L’action des mères, des soeurs, des amies, des copines peut être d’une importance capitale. Les femmes doivent se réunir pour faire jaillir la force de leur vouloir. Celles qui comprennent qu’elles sont détentrices de ce pouvoir doivent être à l’avant plan de ce mouvement de réveil mental.

Cependant, ce qui bloque jusque maintenant dans le chef de la femme, c’est qu’elle n’a pas encore suffisamment pris conscience de cette force qu’elle peut bien mettre en jeu pour influer sur les décisions politiques des hommes.

Bien plus chaque femme, quand bien elle aurait conscience de cette force, elle l’utilise pour son propre compte et non pour l’intérêt commun de toutes les femmes.

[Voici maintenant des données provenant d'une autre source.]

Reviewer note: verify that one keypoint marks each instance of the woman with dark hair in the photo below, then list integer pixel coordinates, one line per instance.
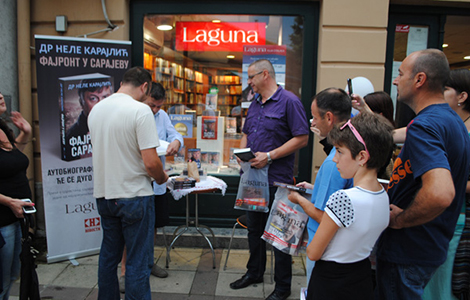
(381, 103)
(14, 186)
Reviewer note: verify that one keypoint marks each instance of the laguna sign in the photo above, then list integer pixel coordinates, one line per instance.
(208, 36)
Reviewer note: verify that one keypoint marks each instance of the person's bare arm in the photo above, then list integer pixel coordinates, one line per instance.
(436, 194)
(153, 165)
(25, 130)
(16, 205)
(308, 207)
(325, 232)
(292, 145)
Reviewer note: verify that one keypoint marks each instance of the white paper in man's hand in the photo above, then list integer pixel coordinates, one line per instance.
(161, 151)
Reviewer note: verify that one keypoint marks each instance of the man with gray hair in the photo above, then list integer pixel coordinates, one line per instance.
(428, 182)
(276, 126)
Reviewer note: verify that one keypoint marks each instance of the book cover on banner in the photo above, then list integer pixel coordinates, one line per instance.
(209, 128)
(77, 96)
(183, 124)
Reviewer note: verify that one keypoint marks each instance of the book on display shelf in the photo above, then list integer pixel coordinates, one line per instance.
(180, 156)
(183, 124)
(231, 125)
(209, 127)
(245, 154)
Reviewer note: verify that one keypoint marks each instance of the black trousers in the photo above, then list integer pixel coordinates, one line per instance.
(256, 222)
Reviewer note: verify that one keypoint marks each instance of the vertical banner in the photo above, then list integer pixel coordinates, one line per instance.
(275, 54)
(73, 74)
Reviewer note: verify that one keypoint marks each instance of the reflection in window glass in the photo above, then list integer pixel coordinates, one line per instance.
(202, 62)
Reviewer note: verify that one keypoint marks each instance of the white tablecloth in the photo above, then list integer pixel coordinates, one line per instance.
(209, 183)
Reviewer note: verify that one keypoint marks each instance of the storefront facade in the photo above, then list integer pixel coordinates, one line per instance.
(323, 43)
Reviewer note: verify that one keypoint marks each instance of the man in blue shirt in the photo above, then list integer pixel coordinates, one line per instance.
(329, 108)
(276, 126)
(428, 182)
(168, 133)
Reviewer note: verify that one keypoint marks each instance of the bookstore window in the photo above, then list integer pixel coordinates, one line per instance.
(202, 62)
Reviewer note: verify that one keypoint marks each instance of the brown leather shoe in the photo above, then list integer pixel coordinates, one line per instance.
(244, 282)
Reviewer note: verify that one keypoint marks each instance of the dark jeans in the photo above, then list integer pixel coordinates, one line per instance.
(128, 222)
(257, 263)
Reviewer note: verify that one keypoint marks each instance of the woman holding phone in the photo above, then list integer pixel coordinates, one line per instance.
(14, 186)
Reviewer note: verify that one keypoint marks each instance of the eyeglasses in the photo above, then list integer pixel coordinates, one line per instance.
(356, 134)
(253, 76)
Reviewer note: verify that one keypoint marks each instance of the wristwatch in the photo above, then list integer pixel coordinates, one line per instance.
(269, 158)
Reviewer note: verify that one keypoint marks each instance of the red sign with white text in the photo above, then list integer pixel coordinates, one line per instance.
(402, 28)
(208, 36)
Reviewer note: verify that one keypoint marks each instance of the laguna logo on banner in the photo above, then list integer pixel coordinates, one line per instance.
(208, 36)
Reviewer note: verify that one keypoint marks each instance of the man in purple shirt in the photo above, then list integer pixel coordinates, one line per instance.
(276, 126)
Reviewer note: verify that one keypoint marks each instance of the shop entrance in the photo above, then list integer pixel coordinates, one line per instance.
(200, 53)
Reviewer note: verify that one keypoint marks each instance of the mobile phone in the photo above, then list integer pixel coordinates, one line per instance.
(28, 209)
(350, 87)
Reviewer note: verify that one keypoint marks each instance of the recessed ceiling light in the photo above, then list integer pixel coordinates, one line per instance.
(164, 27)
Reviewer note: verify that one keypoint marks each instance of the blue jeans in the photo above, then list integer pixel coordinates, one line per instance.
(256, 265)
(397, 281)
(128, 222)
(10, 257)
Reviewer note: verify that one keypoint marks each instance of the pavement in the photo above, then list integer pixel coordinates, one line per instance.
(191, 275)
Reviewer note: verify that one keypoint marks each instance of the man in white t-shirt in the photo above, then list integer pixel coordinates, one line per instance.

En effet, chaque femme sait comment avoir son mari, chaque mère commun avoir ses fils de son côté; cela reste vrai pour les amies, les copines. . . Et l’homme est toujours quelque part en face d’une femme, devant une reine à qui il doit «obéissance».
C’est ainsi que nous pensons que les jeunes filles doivent grandir avec et dans la conscience de cette force qui gît en elle qui n’est utilisée que de manière minime et parfois négativement. Là se trouve même l’ouverture aux femmes à la gouvernance des nations et du monde.